Bugün topikal kremlerden tamamen vazgeçtim. Göz altı morluklarım için hiç dermatoloğa gitmedim çünkü bir gün kaybolabilecekleri umudunu taşımak istemiyorum. Ve biliyorum ki, gözlerimin altındaki renk değişikliği yüzünden acı çekerek geçirdiğim onca yılı ya da cildimi geleneksel Batı güzellik standartlarına uyacak şekilde değiştirmeye çalışırken boşa harcanan parayı geri getiremeyeceğimi biliyorum.

Elbette, tıpkı diğer birçok kadın gibi ben de toplum içine makyajsız çıkma konusunda hâlâ sık sık rahatsızlık duyuyorum. O anlarda ağır bir kapatıcı uyguluyorum ama son zamanlarda bundan tamamen vazgeçtim. Bu (sinir bozucu!) bir meydan okuma eylemidir: Karşılaştığım herkesin (yabancılar ve ben dahil) koyu halkalarımın tamamen doğal ve tamamen normal olduğunu kabul etmesini istiyorum.

w harfi olan arabalar

Bu, hikayemin kurdeleyle bağlanmış mutlu sonla biteceği anlamına gelmiyor. Hala bazen koyu halkaları diliyorum ama Olumsuz Endonezya mirasım yok olacaktı. Kim olduğumdan ve nereden geldiğimden utanmıyorum, etrafımda o kadar çok mesaj var ki; Güney Asyalı kadınların televizyonda, filmlerde ve dergi kapaklarında tasvir edilmeleri (ya da hiç gösterilmemeleri) gibi ( Güney Asyalı kadınlara yönelik olanlar bile) - bu bana güzel olmadığımı ve mirasım nedeniyle hiçbir zaman olamayacağımı söylüyor. Ve açıkçası bazen buna inanıyorum.

Hiçbir zaman yapabileceğimi sanmıyorum kutlamak ama bir gün artık onları fark etmeyeceğim, kendime bakıp kadının bütününü görebileceğim bir noktaya gelmek istiyorum; sadece bazen farklı olmasını dilediğim özelliklerin değil.

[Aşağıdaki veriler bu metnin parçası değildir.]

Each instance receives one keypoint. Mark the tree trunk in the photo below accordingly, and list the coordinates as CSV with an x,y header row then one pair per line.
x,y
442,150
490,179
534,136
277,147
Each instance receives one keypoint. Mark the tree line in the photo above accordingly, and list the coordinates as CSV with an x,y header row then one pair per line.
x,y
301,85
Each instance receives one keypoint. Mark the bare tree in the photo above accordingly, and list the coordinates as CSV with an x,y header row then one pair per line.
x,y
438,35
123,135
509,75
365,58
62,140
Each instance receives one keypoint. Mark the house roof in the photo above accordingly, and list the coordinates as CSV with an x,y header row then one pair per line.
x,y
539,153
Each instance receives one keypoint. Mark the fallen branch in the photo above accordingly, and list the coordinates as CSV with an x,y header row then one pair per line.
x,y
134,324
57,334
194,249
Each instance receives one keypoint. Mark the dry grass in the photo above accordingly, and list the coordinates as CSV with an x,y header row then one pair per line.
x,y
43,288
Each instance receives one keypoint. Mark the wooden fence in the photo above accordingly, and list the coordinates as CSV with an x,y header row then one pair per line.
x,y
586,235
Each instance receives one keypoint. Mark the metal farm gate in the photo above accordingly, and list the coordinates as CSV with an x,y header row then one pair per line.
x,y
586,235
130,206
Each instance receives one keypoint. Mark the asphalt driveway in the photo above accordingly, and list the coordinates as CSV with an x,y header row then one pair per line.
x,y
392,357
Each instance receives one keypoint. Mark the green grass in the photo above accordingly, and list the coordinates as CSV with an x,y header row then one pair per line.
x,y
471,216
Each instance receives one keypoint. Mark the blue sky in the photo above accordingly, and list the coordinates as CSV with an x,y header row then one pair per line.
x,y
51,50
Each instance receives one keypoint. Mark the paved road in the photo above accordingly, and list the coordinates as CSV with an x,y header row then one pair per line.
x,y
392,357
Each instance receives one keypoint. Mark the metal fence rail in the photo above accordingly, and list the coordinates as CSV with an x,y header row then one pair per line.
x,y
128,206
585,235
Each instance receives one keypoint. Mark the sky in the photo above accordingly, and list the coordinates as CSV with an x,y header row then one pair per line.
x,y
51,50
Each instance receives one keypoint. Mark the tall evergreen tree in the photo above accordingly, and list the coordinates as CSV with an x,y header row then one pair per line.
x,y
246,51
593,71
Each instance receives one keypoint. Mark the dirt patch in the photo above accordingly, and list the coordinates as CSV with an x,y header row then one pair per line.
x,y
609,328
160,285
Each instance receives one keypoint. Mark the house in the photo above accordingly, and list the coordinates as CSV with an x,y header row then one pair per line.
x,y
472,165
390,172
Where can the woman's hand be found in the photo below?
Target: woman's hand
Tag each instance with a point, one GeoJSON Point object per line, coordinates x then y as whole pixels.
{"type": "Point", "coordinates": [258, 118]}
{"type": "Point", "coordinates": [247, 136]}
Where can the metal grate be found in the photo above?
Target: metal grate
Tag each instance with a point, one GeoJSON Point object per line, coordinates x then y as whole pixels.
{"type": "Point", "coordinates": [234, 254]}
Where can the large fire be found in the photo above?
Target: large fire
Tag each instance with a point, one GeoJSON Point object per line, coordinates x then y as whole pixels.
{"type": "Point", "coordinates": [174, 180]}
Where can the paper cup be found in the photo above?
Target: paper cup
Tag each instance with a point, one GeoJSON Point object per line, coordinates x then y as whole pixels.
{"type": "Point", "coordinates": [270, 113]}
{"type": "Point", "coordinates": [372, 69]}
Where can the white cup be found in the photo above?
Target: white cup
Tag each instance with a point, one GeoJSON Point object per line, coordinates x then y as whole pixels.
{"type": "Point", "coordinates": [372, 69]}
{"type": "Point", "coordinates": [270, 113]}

Henüz orada değilim. Cildimin değişmesi gerektiğini söyleyen sesleri susturmaya çalışmak zor bir iştir, ancak Lizzo'nun yakın zamanda belirttiği gibi bu aynı zamanda gerekli bir eylemdir. kendini koruma .

Benim için Güney Asyalı genlerim ile fiziksel görünüşüm arasındaki bağlantıyı kabul etmek, üniversitede başlattığım ve yıllar süren derinlemesine düşünme sürecimin sadece bir parçası. Güney Asya topluluğumla daha bağlantılı hissetmemi sağlayacak şeyler yapmak bana yardımcı oldu. O zamandan beri babamın gado-gado tarifini evde yaptım, izini sürdüm tatlı çırpıda (Endonezya soya sosu) Queens'te, babamın Endonezyalı arkadaşlarından oluşan bir grupla aile tarzı bir akşam yemeğine katıldım ve onların Cakarta'daki çocukluklarına dair hikayelerini anlattıklarını dinledim. Sonunda kendimi karma ırktan biri olarak tanıyabiliyorum ve göz altı halkalarımın kimliğimin bu yönünü temsil ettiğini görebiliyorum.

Şimdi aynaya baktığımda o koyu halkaları görüyorum ama aynı zamanda Endonezya kökenli bir kadını da görüyorum. Her ne kadar Güney Asyalı kadınlar bunu dergilerde ya da kozmetik kampanyalarında göremeseler de, cildimizin utanç verici bir sır gibi saklanmaması gerektiğini kendime hatırlatıyorum. Değer verilmesi gereken bir hediyedir.